I have had the opportunity to work for a number of different software companies each of which has localized their product into different languages. These opportunities have led to me experience a number of different processes around localization, and a great deal of pain surrounding the whole issue. Localization sucks. However, I don’t believe that it has to suck, and I think there are processes that if put in place can make this a relatively painless process.
I believe the biggest problem area that I have seen in localization is the interweaving of responsibilities. Let me describe the process from one company I have worked for. The developers create their resources in an english-only version, and the sources for these resources are checked into the source control. Then at some predetermined point, a developer packages up all the resource source files and sends them off to the localization team. They have some database which strings are loaded into, translated (often by an third party), and then new source files are generated for the various languages. The source files are then sent back to the developers who have to check them in and test them to make sure that they compile. Net result: days of turnaround time for even trivial localization changes, and hours of wasted time.
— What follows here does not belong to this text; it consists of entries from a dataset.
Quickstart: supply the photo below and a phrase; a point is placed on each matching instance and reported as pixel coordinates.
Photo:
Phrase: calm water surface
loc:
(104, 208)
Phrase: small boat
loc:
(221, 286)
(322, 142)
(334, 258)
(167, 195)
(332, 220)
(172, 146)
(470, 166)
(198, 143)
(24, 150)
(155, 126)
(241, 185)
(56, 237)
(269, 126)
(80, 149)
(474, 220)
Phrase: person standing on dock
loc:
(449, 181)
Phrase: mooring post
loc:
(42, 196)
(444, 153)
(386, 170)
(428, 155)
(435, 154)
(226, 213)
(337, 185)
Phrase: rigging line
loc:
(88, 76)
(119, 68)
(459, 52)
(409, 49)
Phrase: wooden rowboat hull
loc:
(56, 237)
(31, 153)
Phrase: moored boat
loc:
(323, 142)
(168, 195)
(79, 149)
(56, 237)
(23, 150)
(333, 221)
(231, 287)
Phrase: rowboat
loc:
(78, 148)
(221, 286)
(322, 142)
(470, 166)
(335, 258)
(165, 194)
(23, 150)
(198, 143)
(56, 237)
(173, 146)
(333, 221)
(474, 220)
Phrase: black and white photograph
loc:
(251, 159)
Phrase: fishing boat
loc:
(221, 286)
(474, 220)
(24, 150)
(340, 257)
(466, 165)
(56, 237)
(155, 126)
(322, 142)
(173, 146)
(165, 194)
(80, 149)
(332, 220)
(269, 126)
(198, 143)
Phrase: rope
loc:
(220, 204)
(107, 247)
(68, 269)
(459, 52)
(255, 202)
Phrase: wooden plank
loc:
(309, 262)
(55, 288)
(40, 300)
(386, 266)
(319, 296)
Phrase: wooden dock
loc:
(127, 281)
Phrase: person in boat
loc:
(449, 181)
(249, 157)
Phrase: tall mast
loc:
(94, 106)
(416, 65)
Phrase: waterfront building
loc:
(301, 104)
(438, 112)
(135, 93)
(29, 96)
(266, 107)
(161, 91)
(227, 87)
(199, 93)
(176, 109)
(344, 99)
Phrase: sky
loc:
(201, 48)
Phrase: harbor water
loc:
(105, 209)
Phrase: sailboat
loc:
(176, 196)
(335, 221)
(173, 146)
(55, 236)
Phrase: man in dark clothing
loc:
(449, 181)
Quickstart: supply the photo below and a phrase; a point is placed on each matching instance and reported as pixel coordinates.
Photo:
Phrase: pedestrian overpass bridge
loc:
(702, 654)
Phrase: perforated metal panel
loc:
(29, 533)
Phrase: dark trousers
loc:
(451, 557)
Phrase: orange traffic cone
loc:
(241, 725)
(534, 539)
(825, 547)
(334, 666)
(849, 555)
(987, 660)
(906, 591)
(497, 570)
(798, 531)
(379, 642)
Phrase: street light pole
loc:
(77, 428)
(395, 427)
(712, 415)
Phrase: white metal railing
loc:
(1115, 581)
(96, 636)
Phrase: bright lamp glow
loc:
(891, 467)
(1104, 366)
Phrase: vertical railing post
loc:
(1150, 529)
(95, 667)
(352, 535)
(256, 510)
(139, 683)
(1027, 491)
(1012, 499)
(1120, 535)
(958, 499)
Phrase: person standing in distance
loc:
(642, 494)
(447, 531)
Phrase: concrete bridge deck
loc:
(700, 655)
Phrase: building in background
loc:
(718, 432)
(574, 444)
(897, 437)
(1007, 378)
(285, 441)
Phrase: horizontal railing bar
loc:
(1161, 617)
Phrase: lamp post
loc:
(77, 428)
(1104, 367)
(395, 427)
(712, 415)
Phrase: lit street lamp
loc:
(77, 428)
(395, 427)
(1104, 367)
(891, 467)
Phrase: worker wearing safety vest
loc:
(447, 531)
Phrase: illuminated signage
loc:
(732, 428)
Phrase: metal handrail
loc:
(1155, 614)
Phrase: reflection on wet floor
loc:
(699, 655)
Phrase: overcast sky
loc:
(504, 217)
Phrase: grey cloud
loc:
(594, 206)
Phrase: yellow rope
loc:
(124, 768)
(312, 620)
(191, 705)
The root issue here is that you have developers who are involved in localization, which is not their primary responsibility, and localizers who are involved in development (by producing source files that have to be compiled). I think that we can resolve these issues and streamline the process by simply separating the functions more distinctly.
First, we need to have a method whereby localization can take place during the build process without any intervention. My first thoughts here are that we could create a program that is part of the build system that localizes an english source file into another language source file. The data that this program would consume is a translation database that would be checked into the source control system. The localization team is responsible simply for checking in a new copy of the database when they have updates. This system is a good improvement on the original, but it still leaves the problem that the files have to be compiled after the localization process changes them. One wrong string (with a misplaced quote character, etc.) and the build fails.
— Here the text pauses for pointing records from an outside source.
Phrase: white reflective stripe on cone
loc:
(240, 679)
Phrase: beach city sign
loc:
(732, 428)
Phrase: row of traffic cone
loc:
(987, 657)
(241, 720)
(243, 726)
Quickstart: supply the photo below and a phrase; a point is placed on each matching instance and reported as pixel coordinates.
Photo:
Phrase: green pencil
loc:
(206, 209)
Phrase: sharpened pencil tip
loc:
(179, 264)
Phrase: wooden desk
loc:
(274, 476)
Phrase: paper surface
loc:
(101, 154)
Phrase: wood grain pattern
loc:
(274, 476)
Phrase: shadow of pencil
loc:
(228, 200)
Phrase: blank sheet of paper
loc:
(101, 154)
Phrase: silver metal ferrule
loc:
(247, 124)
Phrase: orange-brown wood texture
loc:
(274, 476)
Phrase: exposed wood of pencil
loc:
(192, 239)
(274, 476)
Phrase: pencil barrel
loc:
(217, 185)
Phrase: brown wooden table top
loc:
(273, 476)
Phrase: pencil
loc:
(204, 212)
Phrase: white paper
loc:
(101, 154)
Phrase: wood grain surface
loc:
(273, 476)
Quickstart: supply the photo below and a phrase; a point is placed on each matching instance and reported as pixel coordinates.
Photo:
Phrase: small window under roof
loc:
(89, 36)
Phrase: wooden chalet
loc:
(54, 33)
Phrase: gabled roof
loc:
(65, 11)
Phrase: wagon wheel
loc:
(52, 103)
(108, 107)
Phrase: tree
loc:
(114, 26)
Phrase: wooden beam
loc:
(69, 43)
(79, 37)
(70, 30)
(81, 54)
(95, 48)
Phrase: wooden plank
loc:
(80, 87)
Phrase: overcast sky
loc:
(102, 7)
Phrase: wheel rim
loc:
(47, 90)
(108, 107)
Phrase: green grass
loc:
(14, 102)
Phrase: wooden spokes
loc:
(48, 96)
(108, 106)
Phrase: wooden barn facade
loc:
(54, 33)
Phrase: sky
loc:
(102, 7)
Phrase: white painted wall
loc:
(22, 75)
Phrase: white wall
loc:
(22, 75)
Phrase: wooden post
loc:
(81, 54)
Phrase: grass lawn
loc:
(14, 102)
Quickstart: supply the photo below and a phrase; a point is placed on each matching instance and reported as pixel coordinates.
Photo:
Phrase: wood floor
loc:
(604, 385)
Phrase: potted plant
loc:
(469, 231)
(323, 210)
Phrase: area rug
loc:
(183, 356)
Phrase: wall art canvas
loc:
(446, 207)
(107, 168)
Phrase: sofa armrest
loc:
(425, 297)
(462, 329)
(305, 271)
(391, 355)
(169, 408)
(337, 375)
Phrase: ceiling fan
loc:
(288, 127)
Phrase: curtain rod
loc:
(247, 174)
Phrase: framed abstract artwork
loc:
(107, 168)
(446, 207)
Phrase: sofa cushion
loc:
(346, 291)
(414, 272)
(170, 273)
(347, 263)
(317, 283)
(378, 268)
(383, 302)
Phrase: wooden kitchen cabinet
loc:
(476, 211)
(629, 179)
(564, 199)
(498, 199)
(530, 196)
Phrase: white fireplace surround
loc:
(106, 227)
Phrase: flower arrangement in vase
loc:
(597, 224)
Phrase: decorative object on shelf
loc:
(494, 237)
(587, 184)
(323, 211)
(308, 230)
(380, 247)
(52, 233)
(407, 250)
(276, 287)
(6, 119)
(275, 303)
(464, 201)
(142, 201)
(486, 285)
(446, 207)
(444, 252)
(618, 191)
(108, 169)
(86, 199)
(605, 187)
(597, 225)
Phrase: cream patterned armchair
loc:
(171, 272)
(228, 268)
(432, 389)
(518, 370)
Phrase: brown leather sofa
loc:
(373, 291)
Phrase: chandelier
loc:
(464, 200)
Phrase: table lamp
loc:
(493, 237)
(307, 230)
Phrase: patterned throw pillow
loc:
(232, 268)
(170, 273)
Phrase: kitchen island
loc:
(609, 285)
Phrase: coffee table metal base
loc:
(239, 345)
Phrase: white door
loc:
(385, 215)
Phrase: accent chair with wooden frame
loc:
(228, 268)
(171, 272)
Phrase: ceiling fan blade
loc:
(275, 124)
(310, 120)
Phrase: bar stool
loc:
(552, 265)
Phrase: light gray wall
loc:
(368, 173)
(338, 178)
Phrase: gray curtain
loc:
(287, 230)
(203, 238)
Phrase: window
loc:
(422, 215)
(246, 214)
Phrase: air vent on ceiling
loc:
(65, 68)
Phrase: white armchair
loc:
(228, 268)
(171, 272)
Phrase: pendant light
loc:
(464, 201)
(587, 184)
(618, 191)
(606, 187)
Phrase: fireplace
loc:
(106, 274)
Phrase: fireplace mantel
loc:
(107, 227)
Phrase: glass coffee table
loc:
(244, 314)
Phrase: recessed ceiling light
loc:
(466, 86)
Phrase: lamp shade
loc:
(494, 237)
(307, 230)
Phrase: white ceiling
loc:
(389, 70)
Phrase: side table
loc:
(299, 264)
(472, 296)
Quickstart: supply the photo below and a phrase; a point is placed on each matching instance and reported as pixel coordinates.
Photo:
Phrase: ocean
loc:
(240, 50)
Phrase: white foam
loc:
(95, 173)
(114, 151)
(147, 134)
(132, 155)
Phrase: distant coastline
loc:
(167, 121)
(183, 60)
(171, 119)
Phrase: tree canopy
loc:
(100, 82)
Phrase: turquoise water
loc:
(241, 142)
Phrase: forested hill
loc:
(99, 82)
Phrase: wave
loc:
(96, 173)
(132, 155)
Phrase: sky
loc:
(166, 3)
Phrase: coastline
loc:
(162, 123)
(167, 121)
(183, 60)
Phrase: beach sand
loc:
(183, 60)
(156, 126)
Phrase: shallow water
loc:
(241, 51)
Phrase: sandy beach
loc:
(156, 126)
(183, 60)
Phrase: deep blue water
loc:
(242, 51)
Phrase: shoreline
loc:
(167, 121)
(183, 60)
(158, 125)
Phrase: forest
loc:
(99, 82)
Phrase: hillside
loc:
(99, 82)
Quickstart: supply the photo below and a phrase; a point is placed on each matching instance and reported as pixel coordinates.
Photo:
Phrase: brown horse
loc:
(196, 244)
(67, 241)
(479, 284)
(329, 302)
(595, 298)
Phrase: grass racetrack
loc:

A better way to solve this problem is that the build system builds the initial binaries. Then the localization program is pointed at the binary file containing english resources. It edits this binary file and produces a copy of it with updated resources. In this way, we have isolated the localization process from the development process as much as possible.
The program that is responsible for performing the localization of binaries should also produce as part of its output a file that shows what resources are new or updated. This resources need further localization work. There needs now to be a tool that the localizers use to edit the localization database. It should be able to consume this build output product to import the new strings into their database. In this way the localizers never have to deal directly with the product. They only deal with the inputs to a tool that they own, and the outputs from a tool that they own.
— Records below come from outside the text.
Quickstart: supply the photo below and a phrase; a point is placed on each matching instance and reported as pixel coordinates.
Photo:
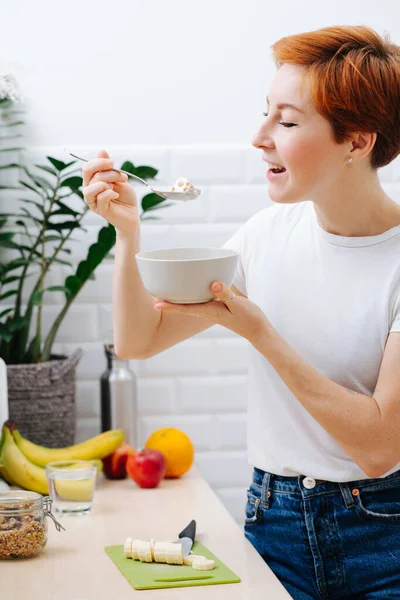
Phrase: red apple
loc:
(114, 465)
(146, 467)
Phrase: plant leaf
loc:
(58, 164)
(18, 323)
(83, 270)
(47, 169)
(30, 188)
(6, 240)
(63, 225)
(37, 297)
(64, 209)
(5, 334)
(56, 288)
(146, 172)
(8, 294)
(61, 262)
(11, 149)
(73, 285)
(37, 204)
(17, 263)
(10, 166)
(10, 279)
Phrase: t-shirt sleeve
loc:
(395, 327)
(236, 242)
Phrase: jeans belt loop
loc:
(347, 495)
(265, 493)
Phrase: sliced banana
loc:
(144, 552)
(160, 552)
(135, 547)
(128, 548)
(187, 560)
(203, 565)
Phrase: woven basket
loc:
(41, 400)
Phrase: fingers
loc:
(98, 195)
(109, 176)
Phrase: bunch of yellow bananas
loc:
(22, 462)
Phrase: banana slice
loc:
(159, 552)
(188, 560)
(135, 547)
(203, 565)
(128, 547)
(144, 552)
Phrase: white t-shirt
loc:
(334, 299)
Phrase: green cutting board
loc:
(147, 576)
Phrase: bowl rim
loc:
(142, 255)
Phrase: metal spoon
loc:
(191, 194)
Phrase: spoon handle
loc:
(114, 169)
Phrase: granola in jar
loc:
(23, 525)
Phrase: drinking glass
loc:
(71, 485)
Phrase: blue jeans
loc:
(326, 540)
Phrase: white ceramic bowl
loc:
(184, 275)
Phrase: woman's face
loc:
(300, 140)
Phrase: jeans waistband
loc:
(294, 485)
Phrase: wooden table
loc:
(74, 565)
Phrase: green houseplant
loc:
(36, 236)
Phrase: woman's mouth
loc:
(275, 171)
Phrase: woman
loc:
(322, 269)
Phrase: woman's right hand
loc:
(108, 194)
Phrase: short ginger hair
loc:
(355, 82)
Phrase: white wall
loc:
(179, 85)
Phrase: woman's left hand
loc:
(236, 313)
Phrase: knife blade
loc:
(187, 536)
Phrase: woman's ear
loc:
(362, 144)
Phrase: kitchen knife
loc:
(186, 537)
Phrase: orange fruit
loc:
(177, 448)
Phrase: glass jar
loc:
(23, 525)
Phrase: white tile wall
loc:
(199, 385)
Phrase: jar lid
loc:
(17, 502)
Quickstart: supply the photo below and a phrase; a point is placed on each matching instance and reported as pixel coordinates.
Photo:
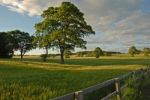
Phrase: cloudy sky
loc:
(119, 24)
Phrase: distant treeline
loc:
(92, 53)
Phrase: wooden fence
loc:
(79, 95)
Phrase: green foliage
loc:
(135, 85)
(31, 79)
(98, 52)
(146, 51)
(64, 27)
(44, 57)
(22, 41)
(67, 53)
(6, 46)
(132, 51)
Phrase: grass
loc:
(33, 79)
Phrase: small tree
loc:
(67, 53)
(98, 52)
(132, 51)
(22, 41)
(146, 51)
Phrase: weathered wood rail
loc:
(79, 95)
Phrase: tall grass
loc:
(36, 80)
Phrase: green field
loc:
(36, 80)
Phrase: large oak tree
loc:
(64, 27)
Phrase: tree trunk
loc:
(62, 55)
(21, 54)
(46, 53)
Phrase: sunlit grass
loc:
(33, 79)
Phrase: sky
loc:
(118, 24)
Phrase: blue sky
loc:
(119, 24)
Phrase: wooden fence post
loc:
(118, 89)
(78, 95)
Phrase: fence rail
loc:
(79, 95)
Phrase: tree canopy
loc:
(98, 52)
(22, 41)
(64, 27)
(146, 51)
(132, 51)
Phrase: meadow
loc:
(33, 79)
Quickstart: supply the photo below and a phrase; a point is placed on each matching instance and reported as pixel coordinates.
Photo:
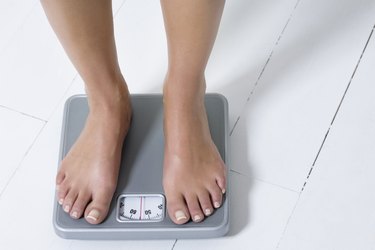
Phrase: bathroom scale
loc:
(138, 208)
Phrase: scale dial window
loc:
(140, 208)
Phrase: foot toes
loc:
(60, 177)
(205, 203)
(79, 205)
(97, 210)
(221, 181)
(194, 209)
(216, 195)
(177, 210)
(69, 200)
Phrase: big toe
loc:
(177, 209)
(97, 210)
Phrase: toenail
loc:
(75, 215)
(180, 215)
(216, 204)
(207, 212)
(66, 208)
(197, 218)
(94, 215)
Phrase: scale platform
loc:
(138, 208)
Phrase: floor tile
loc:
(26, 206)
(286, 119)
(34, 70)
(248, 32)
(258, 215)
(336, 210)
(12, 16)
(17, 133)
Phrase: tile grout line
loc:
(22, 160)
(174, 244)
(22, 113)
(326, 135)
(263, 181)
(273, 50)
(339, 107)
(266, 64)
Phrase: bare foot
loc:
(87, 177)
(194, 177)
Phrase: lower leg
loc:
(87, 177)
(194, 173)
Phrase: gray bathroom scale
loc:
(138, 208)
Another side improvement to the general localization process is how to do a large degree of localization before any translation takes place. This process is what I have heard referred to as “pseudo-localization”. The localizing tool should be capable of producing a “pseudo-localized” binary, that does not have ANY real strings. Rather, it should take all existing string resources, generate enough gibberish to pad the value and make it long enough to simulate a translated string. (Usually strings grow by something like 30% or so when translated to certain languages.) The product can then be installed and tested with these pseudo-localized strings to find spacing issues, etc. long before any translation work is done.